Walter Browne Botts, lawyer and Confederate infantry officer, was born on September 7, 1835, in Fredericksburg, Virginia, son of Thomas Hutchinson and Mary Scanrett (Stone) Botts. He graduated sixth in his class from the Virginia Military Institute in July 1854. He studied law at Charleston (now West Virginia), and in 1857 migrated to Houston, Texas, where he entered into a law practice with Peter W. Gray.
On September 4, 1860, Botts married Martha Elizabeth McIlhenny. They had eleven children.

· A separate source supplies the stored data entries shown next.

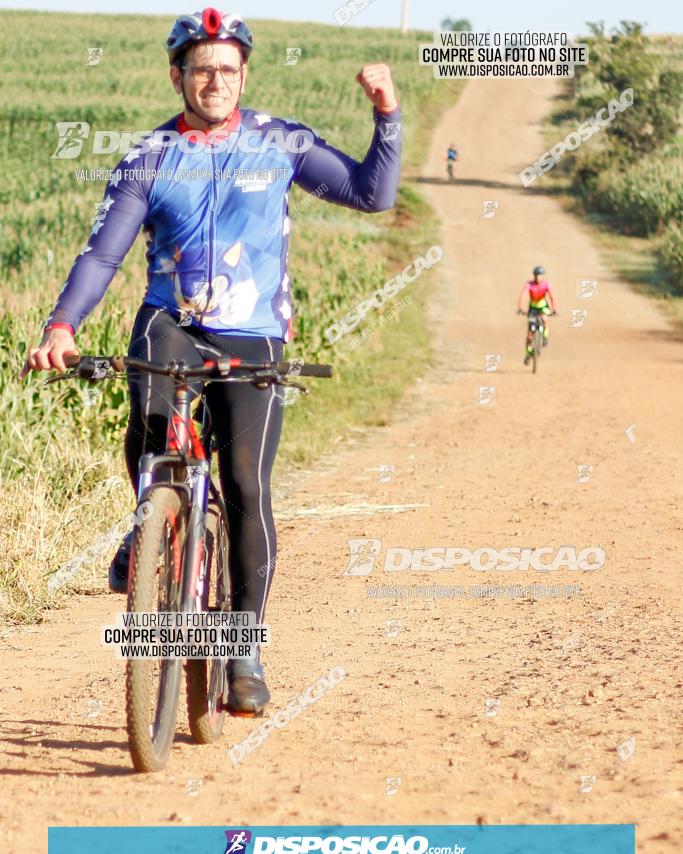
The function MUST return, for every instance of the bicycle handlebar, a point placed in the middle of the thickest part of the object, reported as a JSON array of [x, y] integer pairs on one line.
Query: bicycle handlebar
[[96, 367]]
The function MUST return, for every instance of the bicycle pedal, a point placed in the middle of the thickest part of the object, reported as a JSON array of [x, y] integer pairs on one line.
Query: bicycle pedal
[[244, 714]]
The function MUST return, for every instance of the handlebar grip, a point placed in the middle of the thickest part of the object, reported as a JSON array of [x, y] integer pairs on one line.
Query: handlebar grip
[[316, 371], [305, 370]]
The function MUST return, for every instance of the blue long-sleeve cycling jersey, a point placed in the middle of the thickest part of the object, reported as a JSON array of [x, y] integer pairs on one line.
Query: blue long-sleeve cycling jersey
[[216, 218]]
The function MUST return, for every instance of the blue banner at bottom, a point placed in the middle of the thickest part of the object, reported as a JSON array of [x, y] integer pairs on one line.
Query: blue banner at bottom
[[353, 839]]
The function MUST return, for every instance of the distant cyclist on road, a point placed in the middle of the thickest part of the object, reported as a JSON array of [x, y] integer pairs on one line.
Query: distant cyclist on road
[[451, 157], [539, 292], [217, 281]]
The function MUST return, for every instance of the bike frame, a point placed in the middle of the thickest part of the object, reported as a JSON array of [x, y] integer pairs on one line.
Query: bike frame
[[185, 450]]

At the outbreak of the Civil War, Botts enlisted in the Fifth Texas Infantry on July 19, 1861, and was the original captain of Company A. This unit was mustered into service in the Confederate Army on August, 1, 1861, and Botts was promoted to major on November 4, 1861. The Fifth Texas Infantry was part of Hood's Texas Brigade and saw action in all the major campaigns of the Army of Northern Virginia, from Seven Pines to Cold Harbor, except when it was attached to James Longstreet's army at Suffolk, Chickamauga, and Knoxville. Botts was wounded in action at the battle of Seven Pines, which earned him a promotion to lieutenant colonel on June 1, 1862. However, on June 11, 1862, Botts became ill and went to the hospital in Lynchburg, Virginia. He resigned and returned to Texas on July 17. His men, according to Robert Campbell's war-time diary, were not fond of him and "no tears were shed—for he was neither honored or loved."

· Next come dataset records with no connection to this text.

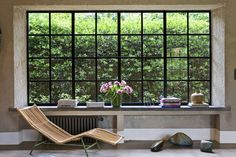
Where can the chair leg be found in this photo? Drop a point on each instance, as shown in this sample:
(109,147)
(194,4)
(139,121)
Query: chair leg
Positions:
(82,141)
(98,146)
(36,144)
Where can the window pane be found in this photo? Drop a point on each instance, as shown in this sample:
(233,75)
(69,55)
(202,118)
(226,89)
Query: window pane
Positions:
(199,23)
(130,23)
(152,90)
(107,46)
(177,69)
(153,69)
(199,69)
(136,96)
(200,86)
(84,91)
(107,23)
(61,46)
(176,23)
(107,69)
(61,90)
(131,46)
(61,69)
(39,69)
(131,69)
(85,69)
(177,46)
(199,46)
(39,92)
(85,23)
(153,46)
(102,96)
(85,46)
(61,23)
(39,23)
(38,46)
(178,89)
(153,23)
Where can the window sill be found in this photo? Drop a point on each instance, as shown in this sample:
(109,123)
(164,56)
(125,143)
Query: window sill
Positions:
(132,110)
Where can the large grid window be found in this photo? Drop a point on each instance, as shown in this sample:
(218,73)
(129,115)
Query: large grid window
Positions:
(158,53)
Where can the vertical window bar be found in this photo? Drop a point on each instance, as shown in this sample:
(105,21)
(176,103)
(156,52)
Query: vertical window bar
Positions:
(165,53)
(96,56)
(210,33)
(142,92)
(50,60)
(73,53)
(119,45)
(188,61)
(27,47)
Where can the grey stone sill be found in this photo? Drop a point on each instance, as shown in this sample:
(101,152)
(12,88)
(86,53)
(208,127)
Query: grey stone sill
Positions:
(133,108)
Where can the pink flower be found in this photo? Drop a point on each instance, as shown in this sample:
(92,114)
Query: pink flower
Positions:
(104,88)
(123,83)
(128,89)
(120,92)
(117,83)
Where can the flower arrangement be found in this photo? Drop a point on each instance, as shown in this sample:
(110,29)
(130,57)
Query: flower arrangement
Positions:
(115,90)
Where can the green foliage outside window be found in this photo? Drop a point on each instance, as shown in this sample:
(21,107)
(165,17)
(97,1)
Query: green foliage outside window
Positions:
(53,38)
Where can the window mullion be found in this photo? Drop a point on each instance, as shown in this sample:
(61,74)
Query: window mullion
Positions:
(142,92)
(96,56)
(165,53)
(119,45)
(50,60)
(188,85)
(73,54)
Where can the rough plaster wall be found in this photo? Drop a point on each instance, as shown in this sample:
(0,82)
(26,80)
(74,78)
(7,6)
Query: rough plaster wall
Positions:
(218,56)
(9,121)
(227,120)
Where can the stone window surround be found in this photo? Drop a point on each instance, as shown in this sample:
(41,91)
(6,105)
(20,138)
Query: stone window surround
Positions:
(218,44)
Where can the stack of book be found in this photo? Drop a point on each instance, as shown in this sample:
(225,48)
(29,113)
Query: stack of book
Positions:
(171,102)
(198,105)
(67,103)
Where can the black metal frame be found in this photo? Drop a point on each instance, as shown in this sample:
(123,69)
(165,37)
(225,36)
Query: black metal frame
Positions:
(119,57)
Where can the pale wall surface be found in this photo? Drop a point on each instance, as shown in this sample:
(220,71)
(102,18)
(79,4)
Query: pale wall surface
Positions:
(9,121)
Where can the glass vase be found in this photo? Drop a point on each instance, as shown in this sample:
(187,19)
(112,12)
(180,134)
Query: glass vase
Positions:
(116,101)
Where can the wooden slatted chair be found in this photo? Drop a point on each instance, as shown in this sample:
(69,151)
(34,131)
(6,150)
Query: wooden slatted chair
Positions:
(36,119)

Botts returned to Houston and resumed his law practice with Peter Gray and formed what became one of the most well-known law firms in Texas. In 1866 they established Gray and Botts, and in 1872 when James Addison Baker joined the firm it was renamed Gray, Botts, and Baker. In 1874 Gray left the firm when he was appointed to the Supreme Court of Texas and the two remaining partners adopted Baker and Botts as the name of the firm. Botts became merchant and cotton broker William Marsh Rice's personal attorney.
Botts was active in the Houston community and was a Mason. He died on March 7, 1894, in Houston.